Scientists Unveil Groundbreaking Cancer Treatment Technology

“Two-in-One” Molecule Targets Two ‘Undruggable’ Cancer Genes, Showing Promise for Treating Aggressive Tumors

Close-up of a DNA double helix structure, highlighting advances in targeting cancer genes.

Researchers at the University of North Carolina Health Care and the University of North Carolina Lineberger Comprehensive Cancer Center have made a significant breakthrough in cancer treatment technology. They have developed a novel molecule that can simultaneously target and silence two notoriously difficult-to-target cancer-related genes, KRAS and MYC, which are responsible for promoting and maintaining aggressive tumor development.

The new technology incorporates a unique composition of inverted RNAi molecules that have shown a marked ability to co-silence mutated KRAS and over-expressed MYC. This advance holds special promise for treating cancers that have been historically challenging to treat, such as lung, colorectal, and pancreatic cancers, which account for nearly half a million new cases in the U.S. this year.

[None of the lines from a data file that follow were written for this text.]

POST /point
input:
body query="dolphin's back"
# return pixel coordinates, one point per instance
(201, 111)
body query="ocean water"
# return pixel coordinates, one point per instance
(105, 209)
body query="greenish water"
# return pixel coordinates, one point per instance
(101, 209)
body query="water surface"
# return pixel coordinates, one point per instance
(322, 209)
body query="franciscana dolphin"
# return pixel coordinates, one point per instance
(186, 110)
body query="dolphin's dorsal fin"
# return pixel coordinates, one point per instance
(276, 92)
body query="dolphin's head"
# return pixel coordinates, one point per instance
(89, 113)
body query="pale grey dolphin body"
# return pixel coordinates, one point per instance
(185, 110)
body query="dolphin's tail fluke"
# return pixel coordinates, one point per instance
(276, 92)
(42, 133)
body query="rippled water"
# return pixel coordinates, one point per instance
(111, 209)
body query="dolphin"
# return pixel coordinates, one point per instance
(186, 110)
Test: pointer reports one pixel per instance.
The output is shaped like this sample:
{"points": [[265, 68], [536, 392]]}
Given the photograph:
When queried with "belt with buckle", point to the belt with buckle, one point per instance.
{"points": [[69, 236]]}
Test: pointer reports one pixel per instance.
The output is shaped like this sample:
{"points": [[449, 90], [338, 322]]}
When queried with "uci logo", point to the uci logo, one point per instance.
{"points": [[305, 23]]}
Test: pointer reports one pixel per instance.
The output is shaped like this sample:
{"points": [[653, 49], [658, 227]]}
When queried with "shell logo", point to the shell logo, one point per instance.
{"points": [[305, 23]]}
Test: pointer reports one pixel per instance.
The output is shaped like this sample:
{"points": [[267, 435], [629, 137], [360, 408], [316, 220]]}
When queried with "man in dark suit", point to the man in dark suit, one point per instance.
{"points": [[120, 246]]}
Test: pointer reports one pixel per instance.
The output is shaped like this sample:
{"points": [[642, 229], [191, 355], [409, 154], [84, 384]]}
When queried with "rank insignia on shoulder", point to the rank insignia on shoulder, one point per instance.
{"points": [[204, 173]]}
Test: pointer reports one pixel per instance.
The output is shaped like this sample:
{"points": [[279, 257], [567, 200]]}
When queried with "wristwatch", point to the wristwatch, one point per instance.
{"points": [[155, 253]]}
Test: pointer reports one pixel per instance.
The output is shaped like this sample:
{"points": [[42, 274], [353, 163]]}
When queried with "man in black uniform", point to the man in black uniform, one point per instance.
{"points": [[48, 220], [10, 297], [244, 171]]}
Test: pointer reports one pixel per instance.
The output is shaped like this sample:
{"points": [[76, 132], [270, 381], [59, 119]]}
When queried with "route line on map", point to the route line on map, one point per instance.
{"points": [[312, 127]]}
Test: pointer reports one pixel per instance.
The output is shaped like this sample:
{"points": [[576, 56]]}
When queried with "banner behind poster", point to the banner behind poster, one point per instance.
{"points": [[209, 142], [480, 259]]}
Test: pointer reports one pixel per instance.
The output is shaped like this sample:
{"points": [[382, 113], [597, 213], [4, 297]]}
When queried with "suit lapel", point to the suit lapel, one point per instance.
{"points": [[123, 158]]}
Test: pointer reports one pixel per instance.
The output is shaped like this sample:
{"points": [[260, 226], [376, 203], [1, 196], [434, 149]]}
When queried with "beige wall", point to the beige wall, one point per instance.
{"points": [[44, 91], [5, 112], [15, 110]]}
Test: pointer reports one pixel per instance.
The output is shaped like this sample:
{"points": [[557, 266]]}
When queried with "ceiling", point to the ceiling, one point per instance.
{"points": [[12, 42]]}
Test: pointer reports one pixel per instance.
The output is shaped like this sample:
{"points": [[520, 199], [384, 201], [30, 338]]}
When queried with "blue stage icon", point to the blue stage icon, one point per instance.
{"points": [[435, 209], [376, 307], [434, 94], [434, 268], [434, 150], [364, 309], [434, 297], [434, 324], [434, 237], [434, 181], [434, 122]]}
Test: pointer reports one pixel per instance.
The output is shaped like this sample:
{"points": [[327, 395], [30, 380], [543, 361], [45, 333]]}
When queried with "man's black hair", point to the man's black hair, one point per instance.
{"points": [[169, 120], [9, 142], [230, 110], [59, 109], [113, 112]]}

According to Dr. Chad V. Pecot, the corresponding author of the study and professor of medicine at UNC School of Medicine, targeting both cancer-causing genes at the same time is akin to slicing both Achilles heels of cancer. This technology has the potential to bring real hope to patients with KRAS-related cancers, which are often resistant to existing treatments.

The laboratory findings, published in the Journal of Clinical Investigation on July 31, showed that the co-silencing resulted in up to a 40-fold improvement in inhibition of cancer cell viability compared to the use of individual siRNAs. The researchers also made the first “two-in-one” molecule capable of silencing both the KRAS and MYC proteins, which are often deregulated in cancer cells.

KRAS mutations are present in nearly 25% of all human cancers, and MYC is considered a critical cancer-related gene, with dysfunction observed in approximately 50-70% of cancers. The co-silencing of these two genes has been shown to inhibit tumor development and promote cancer cell death.

“This is a game-changer for cancer treatment,” said Dr. Pecot. “Our technology has the potential to revolutionize the way we approach cancer therapy, and we are excited to explore its applications further.”

The researchers believe that this technology has broad implications, not just for targeting KRAS and MYC, but for any two genes of interest. They are now exploring the possibility of silencing three targets at once, which could further enhance the effectiveness of the treatment.

“This is another nice example of RNA therapeutics being made at UNC as part of the RNA Discovery Center,” Dr. Pecot said. “These advances could bring real hope to patients with KRAS-related cancers.”

The study’s findings have been published in the Journal of Clinical Investigation and are available online. The researchers are now planning to conduct further studies to explore the potential of this technology in treating various types of cancer.

Key Findings:

The new molecule can simultaneously target and silence two notoriously difficult-to-target cancer-related genes, KRAS and MYC.
The co-silencing resulted in up to a 40-fold improvement in inhibition of cancer cell viability compared to the use of individual siRNAs.
The researchers made the first “two-in-one” molecule capable of silencing both the KRAS and MYC proteins.
KRAS mutations are present in nearly 25% of all human cancers, and MYC is considered a critical cancer-related gene, with dysfunction observed in approximately 50-70% of cancers.
The co-silencing of these two genes has been shown to inhibit tumor development and promote cancer cell death.